WadeYin9712 / SentiBERT

Code for SentiBERT: A Transferable Transformer-Based Architecture for Compositional Sentiment Semantics (ACL'2020).

76 stars 15 forks source link

Differemce between transformer library and tokanization.py #6

Closed DeepakDhanasekar closed 4 years ago

DeepakDhanasekar commented 4 years ago

Hey,

I looked into the preprocessing python file and you have used a user defined pytorch_pretrained_bert.tokenization instead of using the huggingface library transformer.

Will i get the same result for sentiBERT if I use the below code:

from transformers import BertTokenizer

If not, could you tell me what is the difference between them?

Thanks!

WadeYin9712 commented 4 years ago

Hi, I'm not sure if there's a difference or not, but it may work as well since I think the tokenization results won't differ a lot. You can try to use 'from transformers import BertTokenizer' ;-). Thanks!
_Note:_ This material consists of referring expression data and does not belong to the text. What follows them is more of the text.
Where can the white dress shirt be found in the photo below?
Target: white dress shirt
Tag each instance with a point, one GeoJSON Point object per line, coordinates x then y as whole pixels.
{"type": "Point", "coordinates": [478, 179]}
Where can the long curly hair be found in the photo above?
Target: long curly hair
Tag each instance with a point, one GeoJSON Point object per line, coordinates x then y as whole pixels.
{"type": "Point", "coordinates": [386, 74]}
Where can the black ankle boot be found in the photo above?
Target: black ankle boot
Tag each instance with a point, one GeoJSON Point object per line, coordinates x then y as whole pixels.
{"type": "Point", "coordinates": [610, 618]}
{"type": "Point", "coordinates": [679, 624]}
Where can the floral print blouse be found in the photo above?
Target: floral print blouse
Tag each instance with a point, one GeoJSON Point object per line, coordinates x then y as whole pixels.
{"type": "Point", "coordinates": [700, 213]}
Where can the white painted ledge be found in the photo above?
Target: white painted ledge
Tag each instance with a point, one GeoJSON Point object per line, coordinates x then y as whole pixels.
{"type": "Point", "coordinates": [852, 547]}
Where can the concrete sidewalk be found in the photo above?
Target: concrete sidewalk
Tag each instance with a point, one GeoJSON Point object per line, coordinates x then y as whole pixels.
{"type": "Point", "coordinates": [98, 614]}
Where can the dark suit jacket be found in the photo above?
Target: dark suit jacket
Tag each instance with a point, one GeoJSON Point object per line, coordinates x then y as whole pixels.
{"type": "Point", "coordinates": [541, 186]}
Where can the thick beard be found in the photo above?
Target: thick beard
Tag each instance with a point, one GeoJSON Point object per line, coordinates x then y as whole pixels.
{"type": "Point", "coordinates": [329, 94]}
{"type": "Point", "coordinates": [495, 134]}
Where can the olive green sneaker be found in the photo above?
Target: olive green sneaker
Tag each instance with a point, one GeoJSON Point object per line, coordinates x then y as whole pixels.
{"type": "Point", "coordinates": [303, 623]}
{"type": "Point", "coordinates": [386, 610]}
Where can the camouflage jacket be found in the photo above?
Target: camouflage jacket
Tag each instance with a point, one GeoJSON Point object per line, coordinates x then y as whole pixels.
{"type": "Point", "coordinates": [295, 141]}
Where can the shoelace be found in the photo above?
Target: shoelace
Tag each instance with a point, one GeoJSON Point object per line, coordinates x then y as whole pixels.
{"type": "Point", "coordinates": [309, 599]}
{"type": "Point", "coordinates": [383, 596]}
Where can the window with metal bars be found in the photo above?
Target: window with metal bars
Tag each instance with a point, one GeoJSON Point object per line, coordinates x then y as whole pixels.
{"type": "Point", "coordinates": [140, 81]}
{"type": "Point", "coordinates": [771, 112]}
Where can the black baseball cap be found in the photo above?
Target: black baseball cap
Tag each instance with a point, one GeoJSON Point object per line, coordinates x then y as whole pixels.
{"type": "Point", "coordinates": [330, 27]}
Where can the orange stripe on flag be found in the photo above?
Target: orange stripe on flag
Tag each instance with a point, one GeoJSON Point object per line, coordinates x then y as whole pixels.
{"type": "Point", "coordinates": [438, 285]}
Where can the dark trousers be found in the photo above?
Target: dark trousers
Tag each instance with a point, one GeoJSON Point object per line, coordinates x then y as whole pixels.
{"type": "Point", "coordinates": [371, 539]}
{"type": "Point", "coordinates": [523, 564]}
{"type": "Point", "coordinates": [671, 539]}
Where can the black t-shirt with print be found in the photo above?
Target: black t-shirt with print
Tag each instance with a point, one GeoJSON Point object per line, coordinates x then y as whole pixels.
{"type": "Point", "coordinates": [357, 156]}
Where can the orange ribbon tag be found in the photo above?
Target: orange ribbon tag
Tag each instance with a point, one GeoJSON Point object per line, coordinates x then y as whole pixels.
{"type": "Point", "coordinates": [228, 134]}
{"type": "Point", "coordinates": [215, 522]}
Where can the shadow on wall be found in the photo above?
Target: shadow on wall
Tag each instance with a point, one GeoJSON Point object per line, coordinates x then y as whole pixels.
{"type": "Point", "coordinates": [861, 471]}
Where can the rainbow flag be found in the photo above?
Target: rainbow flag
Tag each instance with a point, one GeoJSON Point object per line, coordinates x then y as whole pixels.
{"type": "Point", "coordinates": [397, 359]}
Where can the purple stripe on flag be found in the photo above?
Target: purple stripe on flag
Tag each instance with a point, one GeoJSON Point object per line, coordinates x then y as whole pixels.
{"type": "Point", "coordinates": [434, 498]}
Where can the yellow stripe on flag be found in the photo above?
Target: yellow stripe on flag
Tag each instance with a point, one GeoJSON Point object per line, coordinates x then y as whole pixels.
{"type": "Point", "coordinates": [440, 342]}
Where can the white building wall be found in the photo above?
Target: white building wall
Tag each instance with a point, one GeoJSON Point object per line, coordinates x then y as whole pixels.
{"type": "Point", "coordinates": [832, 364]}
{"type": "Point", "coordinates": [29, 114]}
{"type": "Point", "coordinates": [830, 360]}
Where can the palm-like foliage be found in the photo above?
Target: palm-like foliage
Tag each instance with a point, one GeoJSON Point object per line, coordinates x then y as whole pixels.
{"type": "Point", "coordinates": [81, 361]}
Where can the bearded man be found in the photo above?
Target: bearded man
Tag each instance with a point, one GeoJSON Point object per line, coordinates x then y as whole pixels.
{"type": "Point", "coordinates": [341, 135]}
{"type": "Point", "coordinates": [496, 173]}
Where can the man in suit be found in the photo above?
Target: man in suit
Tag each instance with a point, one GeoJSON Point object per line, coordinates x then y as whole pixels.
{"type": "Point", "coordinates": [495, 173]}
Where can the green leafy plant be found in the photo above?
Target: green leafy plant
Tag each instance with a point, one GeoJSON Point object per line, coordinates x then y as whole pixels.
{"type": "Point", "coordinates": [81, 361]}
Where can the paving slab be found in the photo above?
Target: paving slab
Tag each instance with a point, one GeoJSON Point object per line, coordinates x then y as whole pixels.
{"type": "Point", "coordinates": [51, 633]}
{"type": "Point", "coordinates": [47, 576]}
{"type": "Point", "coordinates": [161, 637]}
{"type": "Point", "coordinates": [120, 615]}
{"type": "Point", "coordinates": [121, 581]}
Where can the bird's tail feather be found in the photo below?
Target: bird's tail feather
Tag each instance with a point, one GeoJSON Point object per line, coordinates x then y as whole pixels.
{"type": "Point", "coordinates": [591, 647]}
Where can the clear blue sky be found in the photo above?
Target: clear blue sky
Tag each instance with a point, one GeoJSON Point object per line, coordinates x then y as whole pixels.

DeepakDhanasekar commented 4 years ago

Thank you for the input! I have another query: I am focusing on the twitter data and have generated the SST training epochs. Does the SentiBERT transferability occur during fine tuning?

WadeYin9712 commented 4 years ago

I think it's worth trying it ;) We used to test on Twitter, but we saw that the transferability may not be much on Twitter dataset. But you can still give it a try on Twitter dataset.